The flowchart and block diagrams in the figures show architecture, functionality, and operation of possible implementations of systems, methods, and computer program products according to various implementations of the present disclosure. In this regard, each block in the flowchart or block diagram may represent a module, program segment, or portion of an instruction that includes one or more executable instructions for implementing the specified logical function. In some alternative implementations, the functions noted in the blocks may also occur in a different order than noted in the figures. For example, two consecutive blocks may actually be performed substantially in parallel, which may sometimes be performed in the reverse order, depending on the functionality involved. It is also noted that each block in the block diagrams and/or flowchart, as well as combinations of blocks in the block diagrams and/or flowchart, may be implemented with a dedicated hardware-based system that performs the specified functions or actions, or may be implemented in a combination of dedicated hardware and computer instructions.

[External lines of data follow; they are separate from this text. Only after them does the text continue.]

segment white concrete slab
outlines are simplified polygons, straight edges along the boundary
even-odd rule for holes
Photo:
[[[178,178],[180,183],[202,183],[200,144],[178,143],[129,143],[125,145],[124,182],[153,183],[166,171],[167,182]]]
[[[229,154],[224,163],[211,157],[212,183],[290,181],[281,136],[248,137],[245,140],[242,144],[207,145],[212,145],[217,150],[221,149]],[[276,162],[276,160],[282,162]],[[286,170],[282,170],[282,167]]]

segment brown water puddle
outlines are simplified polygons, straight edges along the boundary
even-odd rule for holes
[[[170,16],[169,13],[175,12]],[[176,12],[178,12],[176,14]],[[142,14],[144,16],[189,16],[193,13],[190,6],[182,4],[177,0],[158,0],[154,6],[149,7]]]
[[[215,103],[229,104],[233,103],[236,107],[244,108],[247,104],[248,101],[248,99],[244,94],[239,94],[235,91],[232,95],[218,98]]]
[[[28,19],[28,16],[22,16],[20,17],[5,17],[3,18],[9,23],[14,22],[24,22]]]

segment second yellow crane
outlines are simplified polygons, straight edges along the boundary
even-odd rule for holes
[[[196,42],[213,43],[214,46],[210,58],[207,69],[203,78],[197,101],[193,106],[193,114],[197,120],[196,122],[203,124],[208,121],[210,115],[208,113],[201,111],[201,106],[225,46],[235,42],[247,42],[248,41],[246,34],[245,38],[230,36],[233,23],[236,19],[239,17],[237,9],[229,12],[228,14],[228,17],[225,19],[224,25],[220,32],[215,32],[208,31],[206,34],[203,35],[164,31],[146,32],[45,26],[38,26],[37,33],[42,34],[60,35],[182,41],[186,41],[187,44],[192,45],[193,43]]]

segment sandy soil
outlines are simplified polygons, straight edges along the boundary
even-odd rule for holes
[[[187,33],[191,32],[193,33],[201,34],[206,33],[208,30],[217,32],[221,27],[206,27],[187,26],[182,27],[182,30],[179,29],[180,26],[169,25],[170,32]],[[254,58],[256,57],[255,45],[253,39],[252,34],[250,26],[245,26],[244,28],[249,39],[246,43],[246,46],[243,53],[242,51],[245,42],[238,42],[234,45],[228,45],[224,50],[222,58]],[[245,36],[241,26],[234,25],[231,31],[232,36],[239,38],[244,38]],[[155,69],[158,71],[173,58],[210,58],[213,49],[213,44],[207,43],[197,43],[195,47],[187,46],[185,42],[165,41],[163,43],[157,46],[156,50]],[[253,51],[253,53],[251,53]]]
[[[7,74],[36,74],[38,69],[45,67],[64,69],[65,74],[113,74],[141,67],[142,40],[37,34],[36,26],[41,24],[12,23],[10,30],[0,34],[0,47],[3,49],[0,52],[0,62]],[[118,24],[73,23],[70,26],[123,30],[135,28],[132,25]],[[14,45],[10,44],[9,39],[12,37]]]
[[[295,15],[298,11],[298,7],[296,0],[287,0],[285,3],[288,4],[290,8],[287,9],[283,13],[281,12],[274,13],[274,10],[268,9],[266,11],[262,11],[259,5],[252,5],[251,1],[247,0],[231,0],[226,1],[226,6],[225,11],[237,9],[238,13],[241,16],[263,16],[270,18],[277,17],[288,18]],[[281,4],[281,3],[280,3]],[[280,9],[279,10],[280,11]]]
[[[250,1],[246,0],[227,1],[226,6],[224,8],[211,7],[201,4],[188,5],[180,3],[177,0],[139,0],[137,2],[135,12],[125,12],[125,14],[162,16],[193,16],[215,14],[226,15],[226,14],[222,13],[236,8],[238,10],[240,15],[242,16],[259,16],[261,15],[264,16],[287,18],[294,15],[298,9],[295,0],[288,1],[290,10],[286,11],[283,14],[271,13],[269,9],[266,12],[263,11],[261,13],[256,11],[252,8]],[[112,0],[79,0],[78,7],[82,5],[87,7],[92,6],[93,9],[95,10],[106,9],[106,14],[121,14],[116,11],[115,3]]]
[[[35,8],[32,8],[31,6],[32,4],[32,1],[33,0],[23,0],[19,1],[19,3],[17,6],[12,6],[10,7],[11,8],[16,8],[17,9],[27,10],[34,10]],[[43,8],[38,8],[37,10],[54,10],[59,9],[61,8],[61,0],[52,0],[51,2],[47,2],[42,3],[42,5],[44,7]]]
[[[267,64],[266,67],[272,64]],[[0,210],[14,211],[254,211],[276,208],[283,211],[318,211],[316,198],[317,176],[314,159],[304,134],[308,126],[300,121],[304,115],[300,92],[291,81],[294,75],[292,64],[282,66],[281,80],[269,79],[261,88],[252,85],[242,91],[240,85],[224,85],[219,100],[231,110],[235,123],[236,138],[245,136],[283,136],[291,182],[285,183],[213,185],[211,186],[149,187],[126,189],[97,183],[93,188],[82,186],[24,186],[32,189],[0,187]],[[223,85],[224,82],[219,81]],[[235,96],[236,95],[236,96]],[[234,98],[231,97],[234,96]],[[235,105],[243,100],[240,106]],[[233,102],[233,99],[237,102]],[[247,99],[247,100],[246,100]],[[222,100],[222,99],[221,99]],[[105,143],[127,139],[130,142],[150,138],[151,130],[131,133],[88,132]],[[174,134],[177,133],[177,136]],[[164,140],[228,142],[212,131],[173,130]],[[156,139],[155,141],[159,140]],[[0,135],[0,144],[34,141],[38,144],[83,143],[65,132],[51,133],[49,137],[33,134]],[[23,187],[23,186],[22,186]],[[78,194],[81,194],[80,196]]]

Various implementations of the present disclosure have been described above, which are exemplary, not exhaustive, and are not limited to the implementations disclosed. Many modifications and variations will be apparent to those of ordinary skill in the art without departing from the scope of the various implementations illustrated. The selection of the terms used herein is intended to best explain the principles of the implementations, practical applications, or improvements to techniques in the marketplace, or to enable others of ordinary skill in the art to understand the various implementations disclosed herein.